1. Definizione del costrutto di CWB 
Sebbene molte ricerche sui comportamenti al lavoro si siano focalizzate sui fattori che 
conducono l’impiegato a lavorare in maniera efficace, non dobbiamo dimenticare che 
esistono anche fattori ed azioni che portano a svolgere il lavoro in maniera inefficace e  
distruttiva. 
I CWB (counterproductive work behaviour) consistono infatti in azioni volitive che 
danneggiano o cercano di danneggiare  l’organizzazione (in questo caso le persone 
sono vittime indirette) per cui si lavora o le persone con cui si lavora (collaboratori, 
clienti e supervisori). I maggiori CWB sono: l’aggressione fisica e verbale contro gli altri, 
l’ostilità, il sabotaggio, il furto, svolgere le proprio mansioni in modo errato 
intenzionalmente, il cattivo uso e distruzione della proprietà le assenze, creare dei 
problemi ai supervisori, chiamare per avere un giorno di malattia anche se non si è 
malati, i ritardi e il turnover. La caratteristica chiave di questi tipi di comportamenti è che 
sono azioni intenzionali e non accidentali, sono comportamenti che vanno contro gli 
interessi legittimi dell’organizzazione (Sackett’s, 2002). Ciò significa che, se una 
prestazione è scadente ma non volutamente (ad esempio per causa di uno scarso 
possesso di competenze o strumentazioni) non è un CWB, perché l’intenzione 
dell’individuo non è quella di svolgere male il proprio lavoro, ma ciò accade per una sua 
impossibilità a fare diversamente. Se non è presente l’intento di lavorare in modo 
inefficace e se il danno all’organizzazione non è il risultato di azioni intraprese 
intenzionali, allora non si può parlare di CWB. 
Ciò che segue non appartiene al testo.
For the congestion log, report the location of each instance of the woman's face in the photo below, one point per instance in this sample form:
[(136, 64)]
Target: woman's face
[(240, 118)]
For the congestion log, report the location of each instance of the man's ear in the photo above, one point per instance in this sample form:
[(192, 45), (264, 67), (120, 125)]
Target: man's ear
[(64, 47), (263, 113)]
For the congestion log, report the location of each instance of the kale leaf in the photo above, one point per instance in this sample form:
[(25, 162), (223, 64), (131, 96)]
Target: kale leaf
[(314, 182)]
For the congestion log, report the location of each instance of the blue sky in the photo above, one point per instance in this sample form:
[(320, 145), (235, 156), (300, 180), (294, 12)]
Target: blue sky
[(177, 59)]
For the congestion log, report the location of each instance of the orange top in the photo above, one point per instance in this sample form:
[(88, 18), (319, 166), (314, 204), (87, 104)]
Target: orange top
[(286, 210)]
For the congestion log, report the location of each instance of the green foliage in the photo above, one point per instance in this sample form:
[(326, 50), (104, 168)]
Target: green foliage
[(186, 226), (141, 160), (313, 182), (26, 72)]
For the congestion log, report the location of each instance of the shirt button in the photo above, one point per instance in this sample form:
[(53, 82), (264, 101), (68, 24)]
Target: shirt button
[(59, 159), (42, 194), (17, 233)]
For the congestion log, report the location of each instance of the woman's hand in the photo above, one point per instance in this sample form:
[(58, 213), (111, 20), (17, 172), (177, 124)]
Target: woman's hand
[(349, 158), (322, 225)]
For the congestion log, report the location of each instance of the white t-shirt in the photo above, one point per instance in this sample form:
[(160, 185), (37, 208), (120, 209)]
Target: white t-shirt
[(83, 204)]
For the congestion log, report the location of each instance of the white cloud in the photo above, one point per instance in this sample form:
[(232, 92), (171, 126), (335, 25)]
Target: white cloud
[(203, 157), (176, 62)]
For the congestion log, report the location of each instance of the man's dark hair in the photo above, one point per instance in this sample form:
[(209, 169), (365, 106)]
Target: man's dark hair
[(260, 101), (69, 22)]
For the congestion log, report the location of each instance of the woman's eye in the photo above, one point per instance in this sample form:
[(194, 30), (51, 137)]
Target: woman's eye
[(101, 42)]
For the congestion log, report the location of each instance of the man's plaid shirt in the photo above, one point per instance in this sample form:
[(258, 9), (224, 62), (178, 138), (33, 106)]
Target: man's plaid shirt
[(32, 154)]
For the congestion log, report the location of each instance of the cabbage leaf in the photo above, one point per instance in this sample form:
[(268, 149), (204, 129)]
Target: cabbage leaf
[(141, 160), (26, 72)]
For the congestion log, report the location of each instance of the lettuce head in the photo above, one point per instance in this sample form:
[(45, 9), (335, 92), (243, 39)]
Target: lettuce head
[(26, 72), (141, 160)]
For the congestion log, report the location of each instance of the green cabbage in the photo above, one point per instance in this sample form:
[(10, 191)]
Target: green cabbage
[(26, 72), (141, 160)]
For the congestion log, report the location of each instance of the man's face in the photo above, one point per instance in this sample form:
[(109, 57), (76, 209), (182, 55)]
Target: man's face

I CWB sono stati studiati secondo diverse prospettive, usando diversi termini per riferirsi 
a loro, ricoprendo così la maggior parte di atti dannosi, tra cui l’aggressione, la 
devianza, la vendetta, il mobbing, il bullismo, l’abuso emotivo e la ritorsione. Il ―CWB‖ 
quindi è un termine generale che riunisce diversi costrutti affini, ma ben diversi. Ad 
esempio è molto simile al concetto di aggressione sul posto di lavoro, (Neuman & 
Baron, 1997, 1998; O’Leary-Kelly, Griffin & Glew, 1996; Spector 1975, 1978) 
caratterizzato da comportamenti che mirano a danneggiare l’organizzazione e le 
persone con cui si lavora. La distinzione con i CWB riguarda il fatto che questi ultimi 
non richiedono uno specifico scopo di danneggiare, ma è sufficiente l’intenzione di 
mettere in atto il comportamento.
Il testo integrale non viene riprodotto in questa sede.